Czy tylko ja uważam że za faul na Minie w 2 połowie powinien być karny?
Facet go trzymał jak ja wypłatę podczas zakupów w sklepie
Jeśli chodzi o oceny to przede wszystkim z przyjemnością oglądało mi się Rodrigola. Mina ma instynkt do strzelania bramek, ale on nie potrafi przyjąć piłki żeby mu nie uciekła na 2-3metry. W pomocy najgorzej Rusek..a w obronie niestety Gaya.
Mam nadzieję, że odpuszczą ligę i spróbują osiągnąć coś w lidze europy; jutro losowanie, zobaczymy na kogo trafiły.
Pozdrawiam
Z taką gra w lidze Europy można jedynie odpaść w 1 rundzie, drużyny bez ambicji nic nie wskuraja, Pilzno nas zetrze w pył.
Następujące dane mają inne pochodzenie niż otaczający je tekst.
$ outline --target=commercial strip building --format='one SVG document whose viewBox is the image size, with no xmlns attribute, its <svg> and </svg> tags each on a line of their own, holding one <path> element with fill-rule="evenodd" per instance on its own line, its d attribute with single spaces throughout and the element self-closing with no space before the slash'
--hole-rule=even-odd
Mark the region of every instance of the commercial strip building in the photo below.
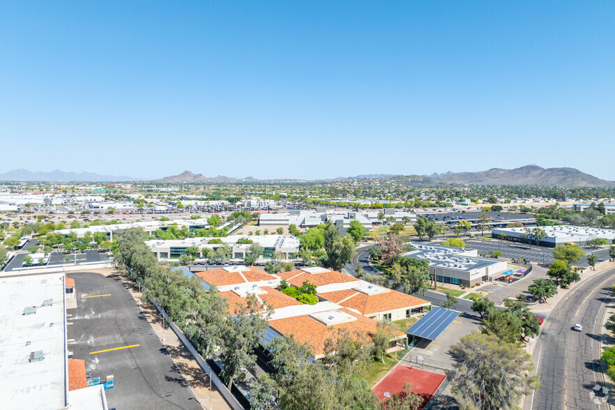
<svg viewBox="0 0 615 410">
<path fill-rule="evenodd" d="M 68 358 L 63 274 L 5 276 L 0 287 L 2 407 L 106 410 L 103 386 L 88 387 L 83 360 Z"/>
<path fill-rule="evenodd" d="M 569 243 L 583 246 L 589 245 L 592 239 L 600 238 L 606 240 L 607 243 L 615 243 L 615 229 L 575 225 L 540 227 L 540 229 L 547 233 L 547 236 L 538 241 L 540 246 L 554 248 L 558 245 Z M 492 238 L 501 238 L 503 235 L 506 235 L 507 241 L 536 243 L 531 231 L 529 233 L 524 228 L 493 229 L 491 231 Z"/>
<path fill-rule="evenodd" d="M 350 227 L 350 222 L 358 221 L 367 229 L 380 223 L 378 219 L 381 213 L 385 218 L 393 218 L 395 222 L 403 222 L 404 218 L 416 220 L 416 215 L 411 212 L 384 209 L 383 211 L 327 211 L 326 208 L 317 208 L 316 211 L 291 210 L 288 213 L 263 213 L 259 217 L 259 225 L 261 227 L 284 226 L 291 224 L 301 228 L 310 228 L 331 221 L 339 228 Z"/>
<path fill-rule="evenodd" d="M 594 204 L 594 205 L 597 204 Z M 575 211 L 585 211 L 591 205 L 591 204 L 574 204 L 572 208 Z M 609 213 L 615 213 L 615 204 L 605 204 L 605 214 L 609 215 Z"/>
<path fill-rule="evenodd" d="M 436 282 L 473 286 L 493 280 L 508 268 L 506 261 L 476 257 L 476 249 L 411 243 L 415 250 L 404 255 L 427 261 Z"/>
<path fill-rule="evenodd" d="M 216 250 L 222 245 L 227 245 L 232 249 L 231 259 L 236 261 L 242 261 L 245 257 L 246 253 L 251 243 L 237 243 L 240 239 L 250 240 L 252 243 L 258 244 L 263 248 L 263 255 L 259 260 L 264 261 L 271 259 L 274 252 L 283 254 L 284 259 L 293 260 L 299 250 L 301 243 L 299 240 L 294 236 L 284 236 L 282 235 L 265 235 L 263 236 L 248 236 L 247 235 L 230 235 L 220 239 L 222 244 L 209 243 L 213 238 L 186 238 L 185 239 L 161 240 L 153 239 L 146 241 L 146 245 L 149 246 L 154 255 L 161 260 L 176 259 L 181 255 L 185 255 L 186 248 L 196 247 L 199 249 L 197 259 L 200 259 L 203 248 Z"/>
<path fill-rule="evenodd" d="M 227 222 L 218 229 L 222 229 L 225 226 L 230 226 L 231 223 Z M 188 231 L 194 232 L 197 229 L 207 229 L 210 225 L 205 219 L 173 219 L 167 221 L 160 220 L 148 220 L 142 222 L 129 222 L 126 224 L 114 224 L 110 225 L 93 225 L 86 228 L 68 228 L 66 229 L 60 229 L 55 231 L 55 233 L 64 235 L 68 234 L 75 234 L 79 239 L 83 238 L 86 232 L 90 232 L 93 234 L 96 232 L 104 232 L 107 234 L 109 240 L 113 238 L 113 233 L 116 231 L 121 229 L 128 229 L 130 228 L 140 228 L 143 231 L 149 235 L 153 235 L 158 229 L 166 231 L 171 227 L 175 227 L 178 229 L 182 229 L 183 227 L 188 227 Z"/>
<path fill-rule="evenodd" d="M 195 275 L 206 288 L 216 286 L 231 314 L 245 305 L 248 294 L 254 294 L 263 309 L 265 304 L 273 309 L 267 337 L 293 335 L 300 343 L 308 343 L 317 358 L 322 357 L 325 341 L 338 329 L 369 337 L 377 331 L 378 320 L 409 317 L 430 305 L 418 298 L 319 267 L 270 275 L 254 266 L 229 266 Z M 306 280 L 317 285 L 319 302 L 303 304 L 277 290 L 282 280 L 297 287 Z M 405 339 L 404 333 L 395 333 L 391 348 L 400 348 Z"/>
</svg>

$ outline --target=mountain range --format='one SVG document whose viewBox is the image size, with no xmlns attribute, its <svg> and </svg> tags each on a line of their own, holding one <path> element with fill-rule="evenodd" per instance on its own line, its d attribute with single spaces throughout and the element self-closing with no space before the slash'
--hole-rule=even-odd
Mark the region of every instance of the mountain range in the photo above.
<svg viewBox="0 0 615 410">
<path fill-rule="evenodd" d="M 256 181 L 252 176 L 248 176 L 241 179 L 236 178 L 231 178 L 223 175 L 218 175 L 213 178 L 205 176 L 202 174 L 193 174 L 190 171 L 184 171 L 179 175 L 173 175 L 171 176 L 165 176 L 160 179 L 155 179 L 152 182 L 158 182 L 160 183 L 169 183 L 173 182 L 236 182 L 238 181 Z"/>
<path fill-rule="evenodd" d="M 340 176 L 333 179 L 319 180 L 321 182 L 337 182 L 354 179 L 390 179 L 406 177 L 399 174 L 370 174 L 356 176 Z M 50 182 L 121 182 L 139 181 L 130 176 L 98 175 L 92 172 L 66 172 L 56 169 L 51 172 L 32 172 L 27 169 L 13 169 L 0 174 L 0 181 L 50 181 Z M 252 176 L 243 179 L 231 178 L 222 175 L 208 177 L 202 174 L 194 174 L 184 171 L 179 175 L 165 176 L 151 182 L 159 183 L 195 183 L 195 182 L 251 182 L 257 181 Z M 276 179 L 271 181 L 291 182 L 310 180 Z M 567 187 L 612 187 L 615 182 L 596 178 L 575 168 L 542 168 L 537 165 L 526 165 L 514 169 L 492 168 L 480 172 L 452 172 L 443 174 L 434 172 L 431 175 L 416 176 L 411 179 L 412 185 L 540 185 Z"/>
<path fill-rule="evenodd" d="M 113 175 L 98 175 L 93 172 L 67 172 L 56 169 L 50 172 L 32 172 L 27 169 L 13 169 L 0 174 L 0 181 L 15 181 L 18 182 L 123 182 L 138 181 L 130 176 L 114 176 Z"/>
<path fill-rule="evenodd" d="M 542 185 L 568 187 L 611 187 L 615 182 L 596 178 L 575 168 L 542 168 L 526 165 L 514 169 L 492 168 L 480 172 L 457 172 L 433 178 L 437 183 Z"/>
</svg>

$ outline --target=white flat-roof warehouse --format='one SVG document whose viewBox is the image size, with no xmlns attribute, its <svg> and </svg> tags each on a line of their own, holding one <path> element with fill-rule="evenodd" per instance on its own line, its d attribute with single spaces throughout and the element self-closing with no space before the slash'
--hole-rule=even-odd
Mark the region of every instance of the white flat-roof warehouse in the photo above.
<svg viewBox="0 0 615 410">
<path fill-rule="evenodd" d="M 1 278 L 0 289 L 2 408 L 106 409 L 102 386 L 69 392 L 63 274 Z"/>
<path fill-rule="evenodd" d="M 428 261 L 430 273 L 435 273 L 437 282 L 473 286 L 492 280 L 508 267 L 506 261 L 476 257 L 476 249 L 411 243 L 415 250 L 404 255 Z"/>
<path fill-rule="evenodd" d="M 547 236 L 542 238 L 538 245 L 554 248 L 558 245 L 568 242 L 581 246 L 588 245 L 592 239 L 603 238 L 608 243 L 615 243 L 615 230 L 591 228 L 589 227 L 577 227 L 575 225 L 556 225 L 554 227 L 540 227 L 547 233 Z M 531 231 L 530 231 L 531 232 Z M 528 236 L 525 228 L 494 228 L 491 231 L 493 238 L 499 238 L 505 234 L 508 241 L 519 242 L 532 241 L 531 235 Z"/>
</svg>

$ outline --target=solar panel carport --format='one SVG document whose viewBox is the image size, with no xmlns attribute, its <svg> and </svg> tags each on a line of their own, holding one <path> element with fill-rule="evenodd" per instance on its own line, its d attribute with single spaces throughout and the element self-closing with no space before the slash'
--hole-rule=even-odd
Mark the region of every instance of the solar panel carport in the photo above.
<svg viewBox="0 0 615 410">
<path fill-rule="evenodd" d="M 435 340 L 459 314 L 456 310 L 434 308 L 406 331 L 406 333 L 428 340 Z"/>
</svg>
Czas Marcelino na Mestala dobiegł końca!!!
Nie wdając się jakoś bardzo w dyskusje o samym Danim i wrzucając suchy fakt: Parejo miał 82% celności podań, najwięcej w VCF.
Statystyki dają pewien obraz rzeczywistości, pomagają przeanalizować mecz. Jestem ciekaw ile strat miał Parejo?
Mimo straty punktów dostrzegam symptomy budzenia się z letargu. Szkoda, że nie dotyczy to wszystkich. Z Eibarem słabiej wypadli np. Mina, Soler i Gaya.
Czasami nie potrafię zrozumieć niektórych decyzji podejmowanych przez piłkarzy w czasie meczu. Np. tenże Gaya pod koniec meczu mógł zagrać prostopadłą piłkę do Ferrana, ale zamiast tego wolał walnąć lufę do nikogo w pole karne...
Najwyraźniej koledzy, podobnie jak Marcelino, nie mają zaufania do Ferrana. A szkoda, bo przy takich problemach na skrzydłach Ferran powinien moim zdaniem dostawać dużo więcej szans.